Это его ещё больше расстроило. И как-то так очень случайно, оба оказались в столице, когда тот экзамен сдавал. И вот, решили позвать на обед, поговорить. Ну, а что? Отличная мысль. Надя прекрасно готовит. Ещё и плюшками накормит какими-нибудь. И уж никак не хуже бюджетной гостиной, в которой ему предстояло ждать утра до зачисления.
– После того случая я долго не мог найти себе места. – сказал Арсений Арсеньевич, практически слово в слово пересказывая то, что сказала Надя. Они что – речь отрепетировали? Забавные. Вот уж не ожидал Алексей их здесь встретить. Ему даже показалось, что они из-за него и приехали. И расположились удобно – в загородном доме. Отличный дом, надо сказать, старой постройки. С террасами и садом.
– Я когда узнал, что ты сегодня приезжаешь, сразу решил не медлить, тебе сообщить.
Значит, все-таки ради него.
– Надя сделала запрос в ЦКД, и получила съемки со скрытых камер, которые у нас везде в доме натыканы.
– А зачем вам скрытые камеры? – спросил Алексей, хотя точно знал ответ. Просто чтобы поддержать беседу.
– Как зачем, в любом учреждении, где учатся дети – камеры на каждом шагу. И мы, конечно, все прекрасно увидели. А после чего, я решил распутать группу, – закончил репетитор. – Если честно – после всего, что случилось, мне хотелось повеситься.
Они стояли на большой террасе, красивой, снизу росли кустарники. За окном была проложена старая, растрескавшаяся асфальтовая дорога, которой давно никто не пользовался, поэтому сквозь неё росли агрессивные сорняки, некоторые – даже по пояс. Тихо плескалась мелкая речка – даже отсюда было видно камешки на дне, где-то вдалеке виднелся лес и холмы. Было прохладно и тепло одновременно – приятная температура. Иногда он ловил рукой комаров. Дом прекрасный, в общем и место хорошее – зря он сразу не снял трубку.
– Разогнали группу? – удивился Алексей. – Но зачем?
– Я в смятении – никак не могу простить себе, что допустил подобное. И ума не приложу, что делать.

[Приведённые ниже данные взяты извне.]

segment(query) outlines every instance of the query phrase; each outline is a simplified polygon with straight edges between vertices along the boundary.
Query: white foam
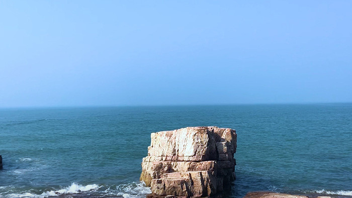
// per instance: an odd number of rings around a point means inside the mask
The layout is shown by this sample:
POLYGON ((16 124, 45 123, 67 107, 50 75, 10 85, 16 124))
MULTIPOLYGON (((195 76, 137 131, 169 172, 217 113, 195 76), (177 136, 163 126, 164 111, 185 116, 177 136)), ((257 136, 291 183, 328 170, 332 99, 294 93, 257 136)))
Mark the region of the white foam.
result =
POLYGON ((20 161, 31 161, 32 159, 31 158, 20 158, 20 161))
POLYGON ((43 193, 41 195, 48 196, 55 196, 61 194, 65 194, 68 193, 75 193, 86 191, 92 191, 94 190, 96 190, 99 188, 99 186, 97 184, 81 185, 75 182, 73 182, 71 184, 71 185, 67 187, 61 189, 56 191, 47 191, 46 192, 43 192, 43 193))
POLYGON ((50 190, 44 192, 41 194, 33 194, 30 192, 24 192, 23 193, 12 193, 8 195, 9 197, 37 197, 44 198, 49 196, 58 196, 60 194, 66 193, 77 193, 81 192, 93 191, 97 190, 99 186, 97 184, 90 184, 87 185, 79 185, 75 182, 72 183, 68 187, 60 189, 58 190, 50 190))
POLYGON ((127 184, 119 185, 116 187, 117 193, 115 194, 125 198, 138 198, 145 196, 151 193, 150 188, 145 185, 144 182, 132 182, 127 184))
POLYGON ((339 195, 349 195, 352 196, 352 190, 337 190, 337 191, 329 191, 325 190, 324 189, 321 190, 314 190, 316 193, 322 194, 337 194, 339 195))

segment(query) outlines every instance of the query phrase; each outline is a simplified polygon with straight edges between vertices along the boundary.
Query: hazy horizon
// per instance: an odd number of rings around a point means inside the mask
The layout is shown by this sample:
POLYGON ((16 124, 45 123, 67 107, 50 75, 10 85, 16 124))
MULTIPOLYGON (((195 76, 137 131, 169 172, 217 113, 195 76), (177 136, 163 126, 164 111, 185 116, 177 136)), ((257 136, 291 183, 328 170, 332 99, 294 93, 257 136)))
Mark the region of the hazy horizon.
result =
POLYGON ((352 102, 352 2, 0 2, 0 108, 352 102))

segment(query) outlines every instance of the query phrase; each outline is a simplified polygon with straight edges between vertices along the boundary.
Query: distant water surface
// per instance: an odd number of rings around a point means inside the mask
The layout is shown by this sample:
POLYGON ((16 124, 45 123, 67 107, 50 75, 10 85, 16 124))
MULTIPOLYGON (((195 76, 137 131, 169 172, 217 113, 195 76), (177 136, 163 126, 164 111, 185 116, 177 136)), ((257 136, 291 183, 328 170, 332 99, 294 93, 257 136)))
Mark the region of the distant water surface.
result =
POLYGON ((237 131, 229 197, 352 196, 352 104, 332 104, 0 110, 0 197, 145 197, 150 133, 200 126, 237 131))

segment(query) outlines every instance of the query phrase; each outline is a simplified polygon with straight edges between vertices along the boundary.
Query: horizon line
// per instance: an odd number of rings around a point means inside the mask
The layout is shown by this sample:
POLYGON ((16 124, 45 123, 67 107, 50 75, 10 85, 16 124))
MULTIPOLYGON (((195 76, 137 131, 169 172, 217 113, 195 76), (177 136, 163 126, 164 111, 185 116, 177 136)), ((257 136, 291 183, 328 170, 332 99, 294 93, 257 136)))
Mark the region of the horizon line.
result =
POLYGON ((295 102, 295 103, 228 103, 228 104, 158 104, 158 105, 81 105, 81 106, 12 106, 0 107, 0 109, 59 109, 59 108, 119 108, 119 107, 187 107, 187 106, 225 106, 245 105, 329 105, 348 104, 352 102, 295 102))

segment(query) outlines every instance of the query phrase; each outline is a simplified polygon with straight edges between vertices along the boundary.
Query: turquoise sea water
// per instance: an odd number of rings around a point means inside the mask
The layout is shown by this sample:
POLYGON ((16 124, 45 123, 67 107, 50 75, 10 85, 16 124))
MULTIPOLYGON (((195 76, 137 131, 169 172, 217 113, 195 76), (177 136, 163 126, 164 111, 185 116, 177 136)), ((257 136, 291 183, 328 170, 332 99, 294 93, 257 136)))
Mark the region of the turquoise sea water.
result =
POLYGON ((150 133, 216 126, 237 133, 248 191, 352 196, 352 104, 0 110, 0 197, 145 197, 150 133))

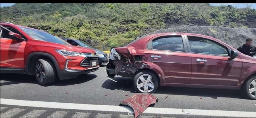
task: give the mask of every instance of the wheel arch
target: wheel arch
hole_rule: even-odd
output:
[[[34,73],[33,70],[34,68],[34,63],[37,59],[42,58],[48,58],[52,61],[54,65],[58,74],[60,69],[56,59],[50,54],[41,52],[33,52],[28,56],[26,62],[26,72],[29,75],[34,75]]]
[[[152,72],[155,75],[156,75],[156,77],[157,77],[157,80],[158,81],[158,86],[160,86],[160,82],[161,82],[160,78],[160,77],[159,77],[159,75],[158,75],[158,74],[157,74],[157,73],[154,70],[153,70],[152,69],[149,69],[149,68],[143,68],[143,69],[140,69],[138,70],[138,71],[136,72],[136,74],[139,73],[139,72],[142,72],[142,71],[149,72]]]
[[[245,79],[245,80],[244,80],[244,81],[243,81],[243,83],[242,83],[242,85],[240,86],[240,89],[242,88],[242,87],[244,85],[245,85],[245,84],[246,83],[246,82],[247,81],[248,81],[248,80],[249,80],[250,78],[251,78],[252,77],[253,77],[253,76],[256,76],[256,73],[253,74],[251,75],[250,75],[250,76],[248,76],[248,77],[247,77],[247,78],[246,78],[246,79]]]

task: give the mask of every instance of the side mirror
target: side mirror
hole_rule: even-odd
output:
[[[9,37],[12,40],[18,41],[25,40],[24,39],[22,39],[20,35],[13,32],[9,33]]]
[[[233,58],[236,58],[238,56],[238,53],[236,51],[234,50],[231,50],[231,53],[230,53],[230,57]]]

– И что теперь все группу разгонять? – уточнил Алексей. Уж этого он точно не ожидал. Арсений, оказывается, переживает из-за всего не меньше чем он.
– А если ты так расстроишься из-за этого, что когда подрастешь… Ну, не знаю. Возьмешь дробовик, проникнешь на бал и расстреляешь там сто аристократов, например. Так ведь преступники и рождаются.
Зашла Надя, принесла поднос с чаем и поставила на столик. Арсений обнял её, не спуская глаз с заката.
– Ну, с самого начала сильно злился. Даже разревелся один раз. – сказал Алексей, Арсений в ответ кивнул. – А потом как-то все отлегло. – рассказывать о том когда и как отлегло, про остров и костер он не стал. Не зачем кому-то про это знать… Силой мысли взяло и отлегло!
– В общем, мне кажется, вы зря так поступили. Каждый может ошибиться. Я вот много ошибаюсь. Особенно когда уравнения с интегралами решаю.